Armature Current Limiting (Throttle Ramping) is an accepted technique that exists within the electric vehicle world. It is, however, NOT for everyone.

On an ebike that is a one speed (like a hub motor) using this technique will only make your performance worse!

Using this technique in combination with a multiple speed transmission (derailler or internally geared rear hub) that the motor runs it's power through will give the performance benefits that have been discussed previously.

So for the newbees that might hope that there is some "magic technique" to improve your bike this is NOT going to help you any. This is only a useful technique in the limited circumstance I've mentioned.

Hopefully this will act as a "disclaimer" so that I don't get people excited about something that is out of their technical reach to actually implement.

 

[TylerDurden]

Armature Current Limiting (Throttle Ramping) is an accepted technique that exists within the electric vehicle world.

Armature Current Limiting is not Throttle Ramping. They are separate things: throttle-ramping can be used for current limiting, motor-side or battery-side.

 

[Anonymous]

.

 

[safe]

...charts and graphs are interesting ... but so they say anything can be "proven" on paper. Show us results of implementations.

This was a "build" thread for the circuit.

I actually built this one and this is the testing phase.

The result is that it "worked", but that the circuit (and controller) are straining the power supply available, so I'm looking at ways to improve on it. One "hack" is to place a booster battery in series with the circuit to overcome the voltage sag.

This was not "idle" theory... I've actually ridden this circuit and it does exactly what it's supposed to do.

But what does it do?

What it does is effectively REDUCE the riders choices.

You say:

"Why the heck would you want to reduce the rider choices?"

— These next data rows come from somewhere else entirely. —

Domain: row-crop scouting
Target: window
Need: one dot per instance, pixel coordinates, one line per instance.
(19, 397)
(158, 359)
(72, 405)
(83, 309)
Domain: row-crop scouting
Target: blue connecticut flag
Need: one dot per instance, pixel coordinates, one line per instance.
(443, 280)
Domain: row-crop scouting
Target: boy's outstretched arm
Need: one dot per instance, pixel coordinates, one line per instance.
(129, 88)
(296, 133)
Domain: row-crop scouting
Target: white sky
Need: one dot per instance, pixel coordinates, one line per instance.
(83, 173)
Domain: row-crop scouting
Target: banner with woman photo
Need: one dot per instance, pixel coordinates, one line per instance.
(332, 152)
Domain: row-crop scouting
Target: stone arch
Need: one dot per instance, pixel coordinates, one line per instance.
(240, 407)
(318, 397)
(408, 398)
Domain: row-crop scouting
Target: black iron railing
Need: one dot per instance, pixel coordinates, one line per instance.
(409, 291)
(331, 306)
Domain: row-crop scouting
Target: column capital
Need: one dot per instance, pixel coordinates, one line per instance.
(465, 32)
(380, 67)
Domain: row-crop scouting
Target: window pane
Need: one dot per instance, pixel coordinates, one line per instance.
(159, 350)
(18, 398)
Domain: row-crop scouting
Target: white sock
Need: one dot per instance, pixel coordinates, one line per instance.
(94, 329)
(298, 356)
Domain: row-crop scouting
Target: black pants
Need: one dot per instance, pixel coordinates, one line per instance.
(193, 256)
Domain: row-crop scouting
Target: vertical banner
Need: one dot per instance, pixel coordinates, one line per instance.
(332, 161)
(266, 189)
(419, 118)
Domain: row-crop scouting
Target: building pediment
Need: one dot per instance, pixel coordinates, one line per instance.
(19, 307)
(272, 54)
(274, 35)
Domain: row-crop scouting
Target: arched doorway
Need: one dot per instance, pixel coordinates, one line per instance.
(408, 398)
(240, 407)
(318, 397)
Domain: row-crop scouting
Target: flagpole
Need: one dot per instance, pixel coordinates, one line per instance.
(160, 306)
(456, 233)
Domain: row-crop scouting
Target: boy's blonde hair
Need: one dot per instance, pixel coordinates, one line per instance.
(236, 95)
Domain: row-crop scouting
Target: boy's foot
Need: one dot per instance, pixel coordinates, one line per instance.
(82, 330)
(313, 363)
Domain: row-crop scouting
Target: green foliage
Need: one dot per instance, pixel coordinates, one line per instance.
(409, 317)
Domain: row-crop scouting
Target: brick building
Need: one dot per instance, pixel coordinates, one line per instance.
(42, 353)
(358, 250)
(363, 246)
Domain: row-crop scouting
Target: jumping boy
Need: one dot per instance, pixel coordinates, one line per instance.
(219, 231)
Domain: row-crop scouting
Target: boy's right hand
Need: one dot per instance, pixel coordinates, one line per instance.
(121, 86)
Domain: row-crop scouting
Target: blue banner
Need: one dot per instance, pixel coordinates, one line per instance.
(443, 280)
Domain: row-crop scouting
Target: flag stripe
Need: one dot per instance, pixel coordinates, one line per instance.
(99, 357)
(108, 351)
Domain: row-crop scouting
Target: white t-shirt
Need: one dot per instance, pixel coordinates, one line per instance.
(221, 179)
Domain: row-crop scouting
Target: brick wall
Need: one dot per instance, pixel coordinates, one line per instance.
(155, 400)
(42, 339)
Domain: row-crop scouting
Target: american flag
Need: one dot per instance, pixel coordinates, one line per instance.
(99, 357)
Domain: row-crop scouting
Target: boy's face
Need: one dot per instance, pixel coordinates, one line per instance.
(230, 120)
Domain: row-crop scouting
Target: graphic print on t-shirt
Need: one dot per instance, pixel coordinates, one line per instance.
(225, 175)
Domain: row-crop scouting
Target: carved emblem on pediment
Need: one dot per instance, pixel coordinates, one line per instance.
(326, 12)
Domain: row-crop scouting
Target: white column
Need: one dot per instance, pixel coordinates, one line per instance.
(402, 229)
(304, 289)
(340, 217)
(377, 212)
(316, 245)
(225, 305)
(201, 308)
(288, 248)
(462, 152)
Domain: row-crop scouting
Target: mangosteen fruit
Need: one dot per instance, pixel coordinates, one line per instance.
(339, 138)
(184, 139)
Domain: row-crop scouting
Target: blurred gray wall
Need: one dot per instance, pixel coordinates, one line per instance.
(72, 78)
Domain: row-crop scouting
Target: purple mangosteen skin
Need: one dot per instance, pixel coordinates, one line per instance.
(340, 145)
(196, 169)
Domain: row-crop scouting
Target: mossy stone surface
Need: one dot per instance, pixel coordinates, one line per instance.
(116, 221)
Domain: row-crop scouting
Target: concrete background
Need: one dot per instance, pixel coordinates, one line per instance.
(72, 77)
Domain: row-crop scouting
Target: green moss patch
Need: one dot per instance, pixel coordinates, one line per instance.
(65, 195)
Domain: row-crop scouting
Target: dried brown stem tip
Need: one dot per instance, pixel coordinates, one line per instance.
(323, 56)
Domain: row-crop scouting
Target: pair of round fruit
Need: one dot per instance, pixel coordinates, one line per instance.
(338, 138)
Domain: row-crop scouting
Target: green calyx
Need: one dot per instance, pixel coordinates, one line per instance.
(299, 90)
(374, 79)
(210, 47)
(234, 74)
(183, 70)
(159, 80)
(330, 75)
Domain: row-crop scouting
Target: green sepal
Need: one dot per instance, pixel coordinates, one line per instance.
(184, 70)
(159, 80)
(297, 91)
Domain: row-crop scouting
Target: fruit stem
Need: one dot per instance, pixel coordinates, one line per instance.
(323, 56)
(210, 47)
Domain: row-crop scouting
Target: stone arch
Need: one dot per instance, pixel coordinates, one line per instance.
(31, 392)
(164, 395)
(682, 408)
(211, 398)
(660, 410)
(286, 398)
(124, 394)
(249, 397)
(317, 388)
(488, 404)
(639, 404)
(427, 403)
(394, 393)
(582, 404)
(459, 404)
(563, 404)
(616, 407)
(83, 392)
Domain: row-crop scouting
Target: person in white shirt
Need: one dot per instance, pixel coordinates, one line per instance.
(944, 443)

...the whole idea of having multiple speed gears attached to an electric motor (what I'm doing) is to get out of the low rpms where all the excess heat is produced. Horsepower is made up of two factors: Torque and Rpm. Just like with the RC motor thread about high rpm motors delivering better power than expected the same idea applies to all motors. If you can force the rider to shift gears when the motor rpms drop by TAKING "DIRTY" POWER AWAY you force the rider to be in the optimal gear for peak horsepower all the time.

Armature Current Limiting "filters" the "dirty" power out of an electric motor in favor of the "clean" (efficient) power you find up higher in the rpms. It reduces motor heating.

But for people riding "one speeds" (hub motors) this whole idea is so alien and incomprehensible that you will not likely have the intuitive grasp of what it might feel like. I'm used to electric motors with gears... I'm in a seriously small minority today. (it might be different in the future though)

 

[TylerDurden]

This was not "idle" theory... I've actually ridden this circuit and it does exactly what it's supposed to do.

Not yet:

Using this technique in combination with a multiple speed transmission (derailler or internally geared rear hub) that the motor runs it's power through will give the performance benefits that have been discussed previously.

The circuit works. So far, it has only succeeded in slowing down the motor. I don't think that is the "performance benefit" safe has been asserting with 18 month's of charts and poppycock.